Will Apple's iPad be Steve Jobs' Newton?
Anyone remember the failure of the much-ridiculed Apple Newton?
No one would propose Jobs' job is in jeopardy, but I'm beginning to get a queasy feeling about the prospects for Apple's new iPad.
I've long been an enthusiastic if frustrated proponent of tablet computers. My Kindle provide a feeble look at what they can be. And I'm confident Apple will eventually have a good, tablet. But today's iPad? Not even close.
Jobs' positioned the iPad as suited for consuming content not creating it. Yet the iPad can't present Adobe's Flash, which comprises somewhere around 70-80 percent of the video on the Internet.
Jobs' says the iPad will support an open standard for digital books, yet it will use proprietary DRM that will keep the books from being readable anywhere else.
You won't be able to watch video from Hulu.com, the leading TV Web site on the iPad, or baseball on MLB.com, or news on CNN.com or movies from Netflix.com, or any of the video's on the New York Times web site (which was embarrassingly demonstrated in Job's keynote with a nice, empty box where the video was supposed to be).
If you want to preview the experience of using an Apple iPad, simply turn off Flash in your browser for a day; then ask yourself if you'd pay $500-to-$900 more for that experience.
Jobs' explanation is that he's doing this for your own good because Flash is bad for you and for your computer and it will be replaced with HTML 5, anyway.
If you believe all the millions of videos on the Internet will be taken down and redone with HTML 5, I've got some Lehman Brothers' shares to sell you.
Caption: You can see what reading the NYT's Web site will be like on the iPad from this amusing faux pas, during the iPad launch demo. Image from Engadget via 9to5Mac. Cartoon panel is from Doonesbury, click it to go to the full strip.
So, this means that until the entire Internet is upgraded, the iPad will basically be a viewer for Apple's iTunes Web site.
Now, iTunes is a wonderful storefront. Absolutely wonderful. But will you pay $500-to-$900 to have a thinner device than your laptop to use in buying iTunes media?
That value proposition seems thinner than the iPad.
The other reason I fear for the iPad's success is that the Apple hype machine, never shy, is straining to lavish new levels of hyperbole upon it's latest spawn. An Apple executive describes the device with a flowery version of Arthur C. Clarke's third law: Any sufficiently advanced technology is indistinguishable from magic. Their marketing is an inadvertent parody of what HP said about it's ill-fated touch-screen computer back, what was that 30 years ago?

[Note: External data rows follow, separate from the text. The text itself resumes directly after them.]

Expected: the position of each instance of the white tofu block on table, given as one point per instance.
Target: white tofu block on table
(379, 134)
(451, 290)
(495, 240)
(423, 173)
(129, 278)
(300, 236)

Problem is, there is little ground-breaking about the iPad: The LCD screen is good, but not extraordinary; the iPad certainly could have been much thinner, a strength compromised no doubt by cost; the processor is slower than that in many mobile phones; connectivity is quite limited -- no USB, no Firewire, no video out, Bluetooth might be crippled ... and so on.
So, resorting to "magic" makes Apple's execs seem desperate.
Also, Apple's sales of the iPad will be quite public and if they slow significantly after the initial rush of Apple Fanboys that will buy anything Jobs anoints, that could create a negative spiral. Optimists draw analogies between the iPad and Amazon's Kindle, which is viewed as a success.
But Amazon's Jeff Bezos has been able to play a clever game with the media. Bezos tells the MSM that sales of Amazon's Kindle are at record levels and they regurgitate every Amazon press release -- without once asking if sales as so good, why won't Amazon give us any numbers? I guarantee you that if the Kindle's sales really were so extraordinary, Bezos would be releasing the numbers daily.
So, Amazon is able to get a few hundred thousand people to pay $300 or so for a proprietary reader for its eBooks, and get good PR out of that.
But if Apple sells a couple of million iPads, that will be viewed as a maxi failure.
Finally, I should want to buy one, but I don't. I have two Macbook Pro's with Cinema displays, an iPod Touch, heck I even own an Apple TV -- and I have a Kindle. If Apple can't make me envious enough to drop $500, it's going to have a tough time with more pragmatic people.
But then one can't under-estimate the enthusiasm of Apple Fanboys.